I have seen dead cats before. But to see my boy there, still, it was a very strange feeling. I kept watching, subconsciously to check to see if he was breathing, as I had done for all our cats when their sleep tilted them so close to the edge of not breathing before their lungs would expand and I would sigh with relief.

I couldn't sleep last night. First thoughts of him out in the garage, then flooded with worry, anxiety, events, things I needed to do over the next year. Far, far into the distance, yet last night they all seemed upon me, an unwelcome distraction that ensured I lay awake for hours, tossing and turning, hot and cold and hot and cold all over again, as my boyfriend slept beside me.

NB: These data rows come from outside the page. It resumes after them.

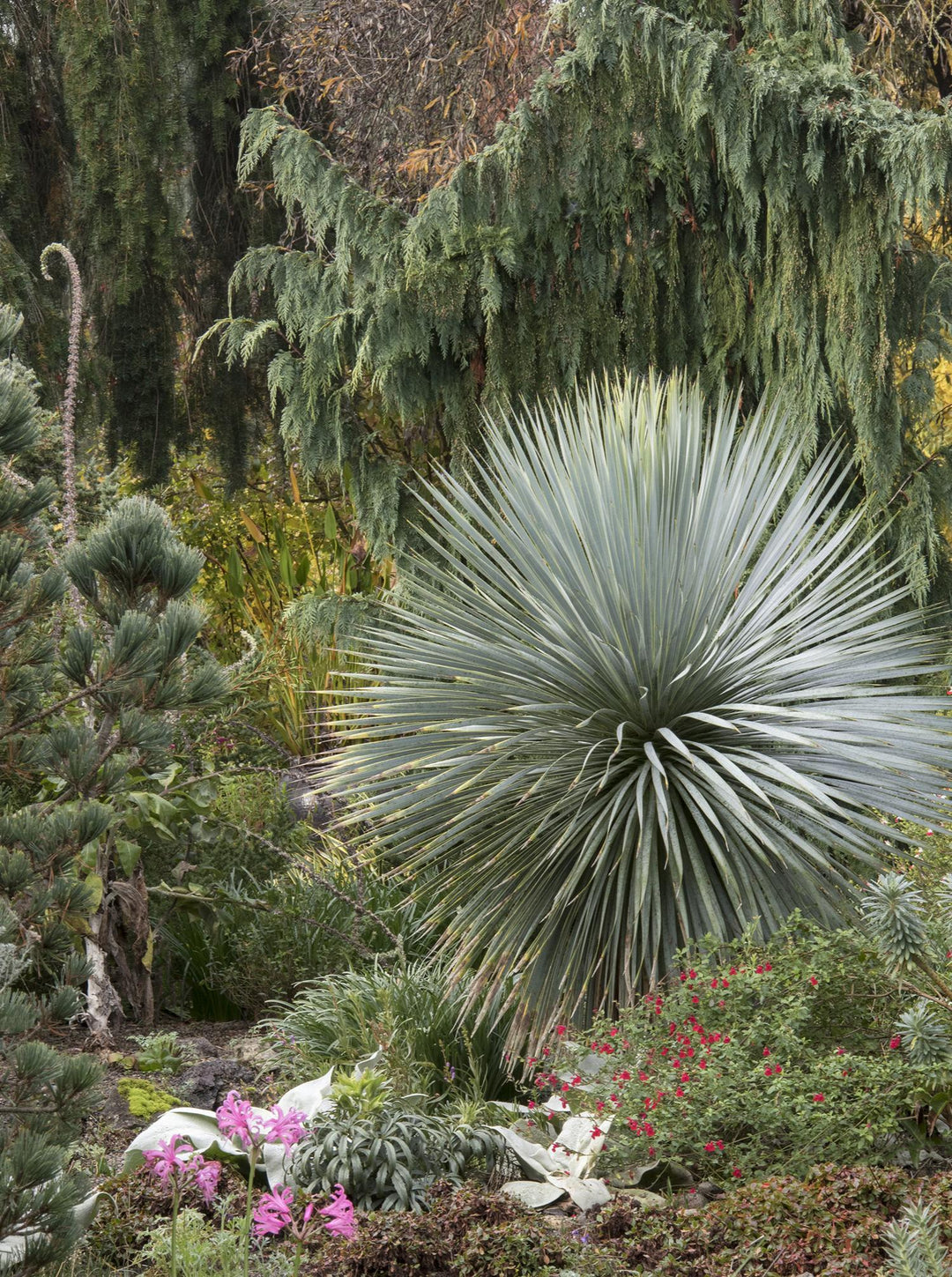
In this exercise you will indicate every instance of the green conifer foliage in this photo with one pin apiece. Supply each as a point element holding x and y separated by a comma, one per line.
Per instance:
<point>688,188</point>
<point>42,1094</point>
<point>86,724</point>
<point>124,108</point>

This morning I am exhausted, but a little better. Tonight we are burying my boy in the garden, and in a wonderful notion, we are burying him with our dog's ashes, no longer to preside in a box under my parent's bed (my sister is greatly relieved of this and said at least our friends will now think we have some semblance of a normal family), underneath some flowerbulbs, I forget which, my dad did tell me, but I retained little of yesterday.

In writing this I have saved myself the consistent apologies I slip in and around my sadness when talking to my friends. The I'm sorrys placed as a full stop, but then swiftly changed to a comma, leading once again into more sadness, yet littered with more apologies. I don't know why I don't have the courage in my own emotions to be able to express them clearly to even my closest of friends, cushioning, padding, injecting weak humour to ease them, show them that it's all right really, I'm fine. It is as if their possibly non-existent inaudible thoughts are deafening me with their boredom, or disbelief over this much emotion being shed over an animal, or some other inhibiting thought.

And that, I think, for the most part is this chapter over. I will check on him later, we will bury him tonight. I will then allow the floodgates to be broken by those interchangeable phrases, those 'he had a good life's, those 'he was a good age's to be spoken and accept them, with no repercussions.

Incidentally, Blogger's irratic spell checker suggested boiler plate as a handy alternative spelling for flowerbulb, just in case I wanted to review my ill-chosen characters.